ST. CHARLES, Mo. – The St. Charles City Council approved a one-year moratorium Tuesday on new residential permits for short-term rentals.

Whether it be Airbnb or Vrbo, short-term rentals have become the norm nationwide.

“You can stay in the neighborhood and feel like you’re a part of the community,” said Margarita Cultara, a tourist.

“I see a lot of benefits because it’s homey,” said Santina Macdonald, a tourist.

However, in some instances, renters haven’t been good neighbors. According to city officials, St. Charles is not exempt from minor complaints. Now a moratorium is proposed to fix that.

Recent crime and chaos at parties in St. Louis rentals are one more reason advocates urge to slow down in their city.

“I don’t believe there’s any issue with it. It would almost be like targeting Lyft or Uber as problems too with crime,” said Jeff Labranche, a St. Charles resident.

If approved, the one-year moratorium would start on June 17 and pause new applications for residential permits only. This comes after a month-long debate in the summer of 2022 led to an ordinance detailing new regulations that took effect on August 2.

In October, there was also a previous moratorium of 20 days, allowing homeowners the chance to catch up and apply legally.

“I’m undecided whether or not it’s a good thing. I was happy when I saw a few of them, thinking it would bring new people in,” said Kathy, a Frenchtown resident. “Bring money in for Main Street and 2nd Street, but a lot of my other community people are opposed to it; they think it’s devaluing their property.”

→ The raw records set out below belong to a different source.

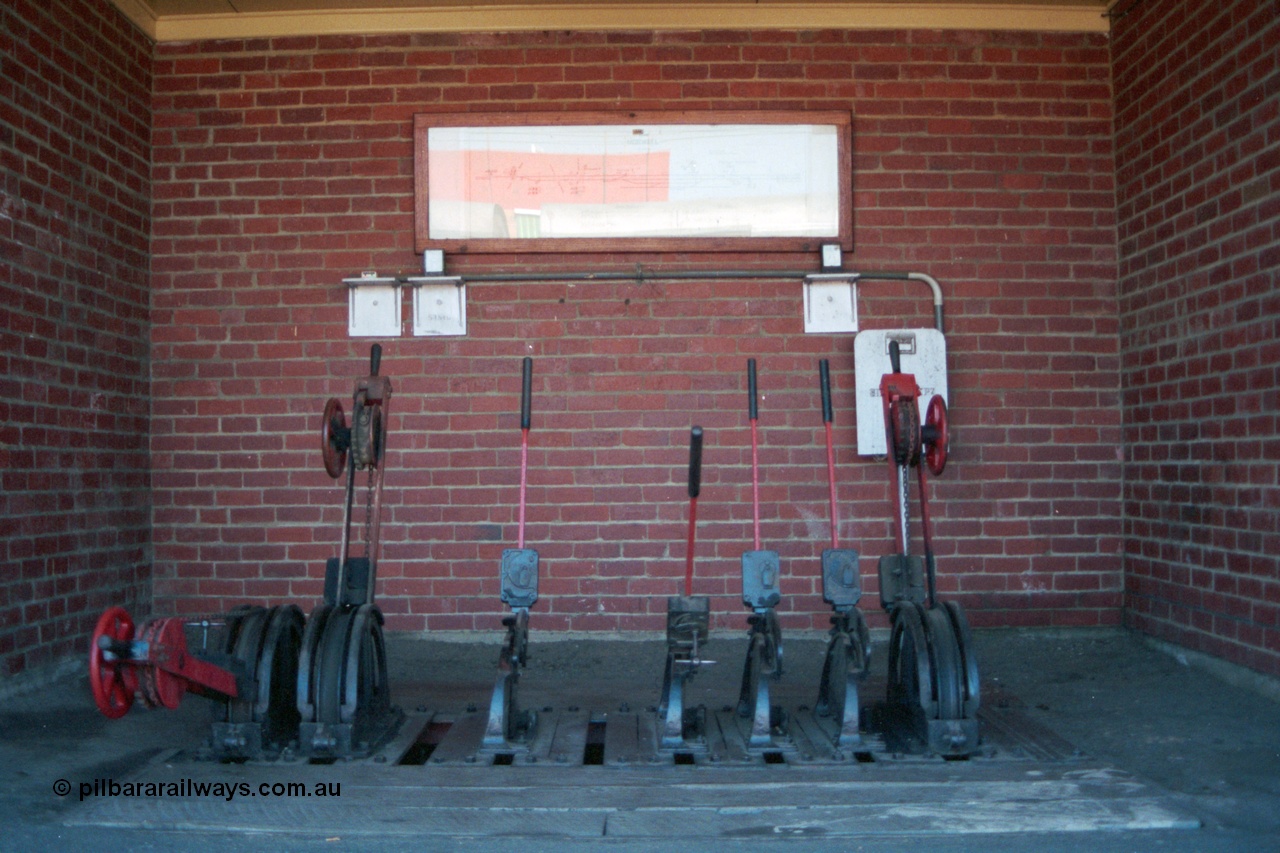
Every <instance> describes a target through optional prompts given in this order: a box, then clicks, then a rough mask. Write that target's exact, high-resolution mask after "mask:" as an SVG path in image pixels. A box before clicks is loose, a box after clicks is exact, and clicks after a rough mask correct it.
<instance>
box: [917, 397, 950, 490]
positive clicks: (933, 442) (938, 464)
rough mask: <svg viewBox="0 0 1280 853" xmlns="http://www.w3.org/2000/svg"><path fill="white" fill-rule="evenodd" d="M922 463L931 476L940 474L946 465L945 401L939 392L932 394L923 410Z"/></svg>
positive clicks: (946, 431) (946, 408) (946, 412)
mask: <svg viewBox="0 0 1280 853" xmlns="http://www.w3.org/2000/svg"><path fill="white" fill-rule="evenodd" d="M923 435H924V464H925V465H928V466H929V473H931V474H933V476H938V475H940V474H942V470H943V469H945V467H946V466H947V443H948V441H950V437H948V435H947V403H946V401H945V400H942V397H941V396H940V394H933V397H932V398H931V400H929V406H928V409H925V410H924V429H923Z"/></svg>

Since then, there have been 80 residential permits and another 15 commercial zone permits approved.

“The buffers are really starting to work in terms of the number of applications have slowed down; we’re only seeing a new couple of applications a month,” said Zach Tusinger, director of City of St. Charles Community Development. “We’re working to bring short-term rentals that we’re approved into compliance with inspections, yearly fees, and monitoring.”

For rental advocates, the growth of legal, regulated rentals translates into the growth of the local economy, which is heavily influenced by tourism.

“Things can always get out of hand if you don’t keep a watchful eye on it,” Cultara said. “But people are going to stay in the community; they’re going to spend money in your community at your local restaurants, at your stores.”

No matter where you stand, the possibility of a moratorium will live rent-free in people’s heads.

The resolution now moves to be signed by St. Charles Mayor Dan Borgmeyer.